Bill leaned back harder against his seat and looked up the hillside to the fields of waiting hay, flowing in patterns as the breeze moved through. He hawked his juice off the far side of the tractor and looked back at her. He said, “Well missy. I got to go cut some hay. But this weather holds a couple days from now I’ll be baling. I like to bale onto a wagon. I need someone who can make a load. If you got long pants and want to work I’d be happy to hire you. I’d show you how it’s done.”
She looked off, appearing to study the haybine although from where Hewitt stood he could see her eyes darting. Then in a brave disdainful voice she said to Bill, “I’ve worked plenty.”
“Well now.” Potwin briefly scrutinized Hewitt. “It depends on what the weather does. You might not get much warning.”
Jessica said, “Right now mostly I’m not hard to find.”
Bill looked at Hewitt. Who did not move. Nor let his face change at all. Bill nodded then and threw high the throttle and fired the Deere and puffs of diesel smoke spouted from the stack and lifted skyward. Bill shouted something down to Jessica. Then put the tractor in gear and it and the haybine went up the hill.
Jessica turned to Hewitt and said, “What did he say?”
He now was free to study her up and down. He said, “Why did you do that?”
She was quick. “I can’t hide, Hewitt. So I figured the least I can do is distract them a little.”
“I’d say you did that just fine.”
She looked at him a disconcerting while. Then said, “Old men are the saddest thing.”
He wasn’t going to let her off so easy. He said, “For a girl trying to stay hidden you can sure put it out there.”
“It’s sex and dreams, Hewitt. Young girls and old men. Me, I’m just waiting for that happy day when I’ll be a ugly old woman.”

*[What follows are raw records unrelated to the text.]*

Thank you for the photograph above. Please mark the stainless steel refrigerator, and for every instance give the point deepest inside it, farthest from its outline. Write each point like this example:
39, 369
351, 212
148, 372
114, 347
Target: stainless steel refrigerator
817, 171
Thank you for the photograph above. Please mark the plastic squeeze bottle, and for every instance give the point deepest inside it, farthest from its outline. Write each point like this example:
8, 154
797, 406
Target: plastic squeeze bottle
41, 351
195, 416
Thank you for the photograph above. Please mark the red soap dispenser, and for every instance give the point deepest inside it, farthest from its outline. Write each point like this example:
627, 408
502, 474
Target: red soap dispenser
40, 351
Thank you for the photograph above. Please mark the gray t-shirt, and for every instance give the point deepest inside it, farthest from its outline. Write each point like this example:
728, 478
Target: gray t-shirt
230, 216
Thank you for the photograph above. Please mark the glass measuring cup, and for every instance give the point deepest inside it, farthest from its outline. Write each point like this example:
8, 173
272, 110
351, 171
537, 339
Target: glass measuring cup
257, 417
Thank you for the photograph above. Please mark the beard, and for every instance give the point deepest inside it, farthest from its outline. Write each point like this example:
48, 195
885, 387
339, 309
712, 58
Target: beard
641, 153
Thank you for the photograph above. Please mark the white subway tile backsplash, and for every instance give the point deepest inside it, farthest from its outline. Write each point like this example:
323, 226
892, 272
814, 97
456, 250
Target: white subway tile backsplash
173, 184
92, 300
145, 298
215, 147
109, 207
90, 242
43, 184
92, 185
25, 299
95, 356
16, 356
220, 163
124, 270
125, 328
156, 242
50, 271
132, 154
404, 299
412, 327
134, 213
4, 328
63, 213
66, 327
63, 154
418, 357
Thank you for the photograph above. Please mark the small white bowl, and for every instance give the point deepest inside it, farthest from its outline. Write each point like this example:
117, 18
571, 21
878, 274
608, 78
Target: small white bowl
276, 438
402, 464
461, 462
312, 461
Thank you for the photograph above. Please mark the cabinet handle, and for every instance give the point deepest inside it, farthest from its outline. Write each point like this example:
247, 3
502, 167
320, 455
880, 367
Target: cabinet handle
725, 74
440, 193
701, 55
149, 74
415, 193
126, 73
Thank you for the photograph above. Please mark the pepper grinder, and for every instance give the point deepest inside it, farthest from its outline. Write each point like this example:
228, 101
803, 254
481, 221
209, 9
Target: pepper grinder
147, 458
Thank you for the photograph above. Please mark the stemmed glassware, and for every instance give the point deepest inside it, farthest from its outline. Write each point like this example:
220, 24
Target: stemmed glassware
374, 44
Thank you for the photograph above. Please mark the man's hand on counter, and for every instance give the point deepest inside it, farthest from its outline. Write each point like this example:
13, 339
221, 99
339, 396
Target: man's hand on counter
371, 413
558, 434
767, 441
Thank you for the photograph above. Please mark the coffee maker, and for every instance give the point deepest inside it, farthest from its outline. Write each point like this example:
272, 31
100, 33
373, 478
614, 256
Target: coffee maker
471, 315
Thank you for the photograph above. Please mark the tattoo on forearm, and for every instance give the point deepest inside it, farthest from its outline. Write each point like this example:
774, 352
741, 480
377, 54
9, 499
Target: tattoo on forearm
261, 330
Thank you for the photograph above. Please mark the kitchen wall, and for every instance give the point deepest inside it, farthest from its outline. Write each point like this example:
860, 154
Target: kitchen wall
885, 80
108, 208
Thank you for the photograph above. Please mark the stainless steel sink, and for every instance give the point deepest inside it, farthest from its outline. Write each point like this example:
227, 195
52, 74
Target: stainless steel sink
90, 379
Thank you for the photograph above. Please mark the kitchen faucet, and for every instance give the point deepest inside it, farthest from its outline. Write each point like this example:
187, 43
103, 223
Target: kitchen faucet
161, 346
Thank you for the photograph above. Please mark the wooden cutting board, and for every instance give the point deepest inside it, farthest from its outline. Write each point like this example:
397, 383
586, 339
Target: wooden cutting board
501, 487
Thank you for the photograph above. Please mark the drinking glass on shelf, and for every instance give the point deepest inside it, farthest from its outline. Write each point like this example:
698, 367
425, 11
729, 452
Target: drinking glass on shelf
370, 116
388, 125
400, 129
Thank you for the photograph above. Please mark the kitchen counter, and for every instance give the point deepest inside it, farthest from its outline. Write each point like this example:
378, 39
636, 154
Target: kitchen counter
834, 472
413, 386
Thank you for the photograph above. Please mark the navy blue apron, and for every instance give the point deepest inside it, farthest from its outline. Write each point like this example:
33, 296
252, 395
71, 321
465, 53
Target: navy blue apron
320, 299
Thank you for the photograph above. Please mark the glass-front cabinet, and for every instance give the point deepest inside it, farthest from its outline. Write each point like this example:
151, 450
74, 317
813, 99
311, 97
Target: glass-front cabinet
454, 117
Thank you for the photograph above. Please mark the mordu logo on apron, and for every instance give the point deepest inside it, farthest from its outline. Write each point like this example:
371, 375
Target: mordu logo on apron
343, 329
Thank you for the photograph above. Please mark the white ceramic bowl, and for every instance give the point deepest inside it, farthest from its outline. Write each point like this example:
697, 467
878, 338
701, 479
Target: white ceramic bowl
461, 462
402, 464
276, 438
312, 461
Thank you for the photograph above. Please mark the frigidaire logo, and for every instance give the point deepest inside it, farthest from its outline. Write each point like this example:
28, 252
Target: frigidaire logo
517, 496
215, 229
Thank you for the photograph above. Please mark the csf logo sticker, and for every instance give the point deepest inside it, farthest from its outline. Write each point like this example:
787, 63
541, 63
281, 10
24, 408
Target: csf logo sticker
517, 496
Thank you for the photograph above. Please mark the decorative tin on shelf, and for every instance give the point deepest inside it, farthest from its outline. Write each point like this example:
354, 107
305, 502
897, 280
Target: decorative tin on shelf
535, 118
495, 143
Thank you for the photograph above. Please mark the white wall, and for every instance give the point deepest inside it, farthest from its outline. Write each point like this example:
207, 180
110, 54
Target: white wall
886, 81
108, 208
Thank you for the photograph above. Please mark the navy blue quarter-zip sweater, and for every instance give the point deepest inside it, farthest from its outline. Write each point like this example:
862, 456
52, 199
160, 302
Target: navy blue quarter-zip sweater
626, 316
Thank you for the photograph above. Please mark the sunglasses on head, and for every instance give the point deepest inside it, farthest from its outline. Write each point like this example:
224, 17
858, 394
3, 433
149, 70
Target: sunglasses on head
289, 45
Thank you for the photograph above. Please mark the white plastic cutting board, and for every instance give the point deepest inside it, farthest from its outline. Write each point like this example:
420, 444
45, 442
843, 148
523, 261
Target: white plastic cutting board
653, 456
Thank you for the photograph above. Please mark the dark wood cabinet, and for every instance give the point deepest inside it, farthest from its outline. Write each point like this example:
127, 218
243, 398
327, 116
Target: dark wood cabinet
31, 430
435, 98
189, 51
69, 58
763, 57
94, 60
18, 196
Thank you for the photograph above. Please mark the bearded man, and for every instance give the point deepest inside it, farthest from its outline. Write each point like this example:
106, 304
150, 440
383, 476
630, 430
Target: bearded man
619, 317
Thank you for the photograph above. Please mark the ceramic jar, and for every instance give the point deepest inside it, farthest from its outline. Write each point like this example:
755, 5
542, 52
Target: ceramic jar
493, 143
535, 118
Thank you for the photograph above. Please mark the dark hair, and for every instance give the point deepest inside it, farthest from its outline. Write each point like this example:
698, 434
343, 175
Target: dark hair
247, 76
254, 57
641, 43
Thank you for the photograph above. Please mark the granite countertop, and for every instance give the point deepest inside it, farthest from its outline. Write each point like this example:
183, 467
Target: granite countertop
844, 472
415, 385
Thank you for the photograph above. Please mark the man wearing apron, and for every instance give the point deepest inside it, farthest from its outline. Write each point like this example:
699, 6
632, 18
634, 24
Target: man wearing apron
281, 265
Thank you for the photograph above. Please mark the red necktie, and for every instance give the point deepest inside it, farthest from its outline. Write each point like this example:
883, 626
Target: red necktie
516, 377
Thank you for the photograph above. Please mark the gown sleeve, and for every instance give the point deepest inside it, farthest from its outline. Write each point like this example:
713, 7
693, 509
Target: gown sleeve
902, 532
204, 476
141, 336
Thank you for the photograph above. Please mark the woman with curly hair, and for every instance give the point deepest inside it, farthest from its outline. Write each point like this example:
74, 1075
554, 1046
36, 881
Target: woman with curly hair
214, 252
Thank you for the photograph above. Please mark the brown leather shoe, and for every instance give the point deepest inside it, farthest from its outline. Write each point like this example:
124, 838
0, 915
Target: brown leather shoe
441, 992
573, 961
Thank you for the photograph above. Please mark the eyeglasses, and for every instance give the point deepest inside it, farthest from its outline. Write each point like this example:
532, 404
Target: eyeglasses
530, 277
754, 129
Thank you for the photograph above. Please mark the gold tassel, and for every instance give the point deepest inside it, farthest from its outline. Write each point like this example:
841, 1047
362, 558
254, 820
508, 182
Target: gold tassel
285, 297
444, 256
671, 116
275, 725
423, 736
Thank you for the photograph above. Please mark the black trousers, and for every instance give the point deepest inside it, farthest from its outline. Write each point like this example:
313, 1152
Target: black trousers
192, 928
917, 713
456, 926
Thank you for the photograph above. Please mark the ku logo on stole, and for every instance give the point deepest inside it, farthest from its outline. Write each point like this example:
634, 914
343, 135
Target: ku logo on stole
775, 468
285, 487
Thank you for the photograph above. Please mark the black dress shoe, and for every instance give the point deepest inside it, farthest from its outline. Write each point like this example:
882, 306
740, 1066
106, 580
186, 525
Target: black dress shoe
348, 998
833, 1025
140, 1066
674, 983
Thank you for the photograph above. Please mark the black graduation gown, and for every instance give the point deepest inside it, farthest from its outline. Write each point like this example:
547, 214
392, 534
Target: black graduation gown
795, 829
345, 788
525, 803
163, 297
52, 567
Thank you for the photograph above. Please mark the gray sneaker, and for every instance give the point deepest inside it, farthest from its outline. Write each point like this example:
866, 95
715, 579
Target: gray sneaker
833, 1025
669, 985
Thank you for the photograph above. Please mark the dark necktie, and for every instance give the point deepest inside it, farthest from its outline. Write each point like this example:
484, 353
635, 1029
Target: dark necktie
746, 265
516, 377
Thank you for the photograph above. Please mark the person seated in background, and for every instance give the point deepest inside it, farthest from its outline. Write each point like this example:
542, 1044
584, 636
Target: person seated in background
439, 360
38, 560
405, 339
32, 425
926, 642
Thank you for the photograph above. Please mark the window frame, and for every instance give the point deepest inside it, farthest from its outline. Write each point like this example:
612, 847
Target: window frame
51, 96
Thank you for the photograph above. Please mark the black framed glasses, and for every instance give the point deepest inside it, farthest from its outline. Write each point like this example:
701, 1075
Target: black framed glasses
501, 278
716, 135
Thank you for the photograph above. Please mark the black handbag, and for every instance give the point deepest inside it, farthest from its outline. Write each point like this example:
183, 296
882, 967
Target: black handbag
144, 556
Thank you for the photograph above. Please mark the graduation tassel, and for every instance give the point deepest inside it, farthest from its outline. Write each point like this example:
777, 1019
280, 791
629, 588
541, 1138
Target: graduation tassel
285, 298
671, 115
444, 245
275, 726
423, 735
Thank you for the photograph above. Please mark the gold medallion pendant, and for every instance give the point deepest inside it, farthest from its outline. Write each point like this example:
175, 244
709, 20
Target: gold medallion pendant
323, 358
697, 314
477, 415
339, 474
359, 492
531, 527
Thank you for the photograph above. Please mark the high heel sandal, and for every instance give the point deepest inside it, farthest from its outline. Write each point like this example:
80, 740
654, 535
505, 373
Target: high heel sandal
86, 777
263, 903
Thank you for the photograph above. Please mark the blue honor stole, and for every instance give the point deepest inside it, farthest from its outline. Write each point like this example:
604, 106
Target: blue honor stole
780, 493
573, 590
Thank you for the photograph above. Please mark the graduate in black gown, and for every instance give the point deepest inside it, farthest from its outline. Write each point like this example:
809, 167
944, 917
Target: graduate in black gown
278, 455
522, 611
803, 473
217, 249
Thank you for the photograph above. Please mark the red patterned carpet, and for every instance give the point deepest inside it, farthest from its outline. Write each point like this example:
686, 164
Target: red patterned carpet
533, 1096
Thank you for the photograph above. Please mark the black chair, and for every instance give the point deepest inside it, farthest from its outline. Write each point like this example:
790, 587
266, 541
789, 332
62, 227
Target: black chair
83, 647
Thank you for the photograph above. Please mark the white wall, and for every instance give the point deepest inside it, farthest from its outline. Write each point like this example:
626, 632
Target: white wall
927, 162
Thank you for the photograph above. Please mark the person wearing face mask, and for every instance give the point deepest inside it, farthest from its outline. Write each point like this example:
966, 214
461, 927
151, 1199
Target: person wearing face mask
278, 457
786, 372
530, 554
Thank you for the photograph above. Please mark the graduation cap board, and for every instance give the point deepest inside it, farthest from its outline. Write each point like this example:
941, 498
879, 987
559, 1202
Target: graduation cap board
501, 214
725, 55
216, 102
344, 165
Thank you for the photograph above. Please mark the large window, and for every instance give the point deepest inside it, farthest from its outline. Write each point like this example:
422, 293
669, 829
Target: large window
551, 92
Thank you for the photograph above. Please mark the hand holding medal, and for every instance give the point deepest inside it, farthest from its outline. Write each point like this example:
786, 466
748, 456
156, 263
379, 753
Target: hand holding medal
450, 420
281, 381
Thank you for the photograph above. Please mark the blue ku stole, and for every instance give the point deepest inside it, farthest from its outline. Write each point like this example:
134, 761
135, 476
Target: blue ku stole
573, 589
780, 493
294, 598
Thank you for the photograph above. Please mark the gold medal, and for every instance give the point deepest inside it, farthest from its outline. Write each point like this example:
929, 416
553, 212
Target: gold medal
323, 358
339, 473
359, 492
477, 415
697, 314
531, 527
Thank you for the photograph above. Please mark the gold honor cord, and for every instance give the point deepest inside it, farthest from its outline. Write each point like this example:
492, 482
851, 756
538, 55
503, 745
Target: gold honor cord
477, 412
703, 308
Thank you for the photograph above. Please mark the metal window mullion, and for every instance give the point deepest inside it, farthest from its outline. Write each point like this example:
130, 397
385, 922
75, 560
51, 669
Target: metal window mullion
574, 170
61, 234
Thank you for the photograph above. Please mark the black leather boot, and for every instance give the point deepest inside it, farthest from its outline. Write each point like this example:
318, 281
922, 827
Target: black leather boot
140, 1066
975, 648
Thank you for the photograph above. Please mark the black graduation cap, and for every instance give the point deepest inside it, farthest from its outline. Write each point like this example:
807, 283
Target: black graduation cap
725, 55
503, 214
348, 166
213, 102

He was having enough difficulty with her transformation, as well as his own unrolling spewed story. He hoped it wouldn’t come back to bite him in the ass. And it was useless to try and explain to her certain women as well as men grew more desirable with age.
She was no longer lo
oking at him. But up the hill where out of sight they could hear the rhythm of the tractor and the chunk chunk chunk of the mower spitting swathes of hay behind it.
Then she turned back to Hewitt and said, “What was it he said? As he was revving up and leaving?”
Hewitt looked at her. She shot her eyebrows and held his gaze.
Hewitt said, “He said if you want to stack hay, you need to get some gloves.” Leaving off “for those pretty little hands.”